La storia dell’oceano che divora strade, campi e foreste ha radici lontane, e comunque questo è pur sempre un delta, una regione in continua evoluzione. Lo dimostrano la strada coloniale inglese da tempo scomparsa o le memorie del nonno di Komola Begum. Da un lato c’è la geologia: la subsidenza legata in parte alla natura dei sedimenti fluviali in quello che è uno dei delta fluviali più grandi al mondo. Mediamente, le aree costiere del Bangladesh
sprofondano al ritmo di 4 millimetri l’anno (ma fino a 7 in alcuni punti). I sedimenti si compattano con il tempo e su tutto agisce anche anche uno sprofondamento del substrato roccioso, ancora legato alla formazione della catena himalayana. Questo è il risultato di vivere su un Pianeta dinamico come il nostro.

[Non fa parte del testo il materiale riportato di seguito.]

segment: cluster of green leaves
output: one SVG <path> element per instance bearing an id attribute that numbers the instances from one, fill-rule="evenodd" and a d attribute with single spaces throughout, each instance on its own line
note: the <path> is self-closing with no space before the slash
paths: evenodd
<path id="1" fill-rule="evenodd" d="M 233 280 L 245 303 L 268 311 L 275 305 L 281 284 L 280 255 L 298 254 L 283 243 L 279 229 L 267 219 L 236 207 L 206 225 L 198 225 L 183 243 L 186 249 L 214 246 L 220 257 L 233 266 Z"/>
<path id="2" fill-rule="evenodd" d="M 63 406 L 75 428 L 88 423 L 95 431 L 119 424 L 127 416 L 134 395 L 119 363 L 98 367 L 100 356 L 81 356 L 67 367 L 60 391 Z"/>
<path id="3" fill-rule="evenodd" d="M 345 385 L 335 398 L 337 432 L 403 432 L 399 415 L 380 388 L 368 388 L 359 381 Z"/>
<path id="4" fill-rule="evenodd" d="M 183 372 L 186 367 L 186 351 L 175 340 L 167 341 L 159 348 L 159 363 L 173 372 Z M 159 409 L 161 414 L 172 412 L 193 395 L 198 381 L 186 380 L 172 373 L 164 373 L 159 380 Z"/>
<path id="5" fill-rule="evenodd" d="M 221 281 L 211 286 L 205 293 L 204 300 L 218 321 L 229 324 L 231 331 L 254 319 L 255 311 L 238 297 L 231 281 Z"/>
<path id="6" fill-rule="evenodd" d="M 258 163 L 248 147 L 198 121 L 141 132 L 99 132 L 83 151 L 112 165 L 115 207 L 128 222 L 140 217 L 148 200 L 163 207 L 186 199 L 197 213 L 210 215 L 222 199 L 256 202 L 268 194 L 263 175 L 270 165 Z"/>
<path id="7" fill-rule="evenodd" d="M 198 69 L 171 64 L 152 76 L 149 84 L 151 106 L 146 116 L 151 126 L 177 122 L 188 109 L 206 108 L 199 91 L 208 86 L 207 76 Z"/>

Ma dall’altro c’è l’azione umana, molto più recente, ma molto più attiva sull’ambiente e il territorio. L’impatto più vicino e più recente è dovuto alla conversione di foreste costiere di mangrovie, e dell’economia prevalentemente agricola lungo le coste, a quella dell’acquacoltura. L’acquacoltura è approdata 3 decadi fa in Bangladesh, e oggi il paese è il quinto produttore al mondo. A favorire il passaggio dall’agricoltura alla produzione di gamberetti per le tavole europee o statunitensi è stata la progressiva salinizzazione dei suoli, dovuta alla subsidenza e alla risalita del livello marino. Così i campi, ma anche molte foreste, si sono trasformati in pozze per la gambericoltura e la piscicoltura. Oggi l’intrusione di acqua salina nelle falde può arrivare fino a 100 chilometri all’interno del Paese, ma con il tempo e a causa della risalita del livello marino,
aumenterà anche il grado di salinità. Nella stagione secca, il 40% della superficie del Bangladesh è affetto dalla salinizzazione (che poi nel periodo monsonico
si può ridurre al 10%).
Il taglio delle mangrovie non ha fatto altro che accentuare lo sprofondamento, perché con le loro radici queste piante intrappolano il sedimento che ora scompare in mare. Ma ha anche tolto una difesa naturale contro i cicloni, che spingono le maree ancora più all’interno della regione. Il tutto per un prodotto destinato all’esportazione con capitali che vanno nelle città, che occupa meno persone, che riduce l’indipendenza alimentare del Paese, e soprattutto che coinvolge meno le donne, a differenza del lavoro agricolo.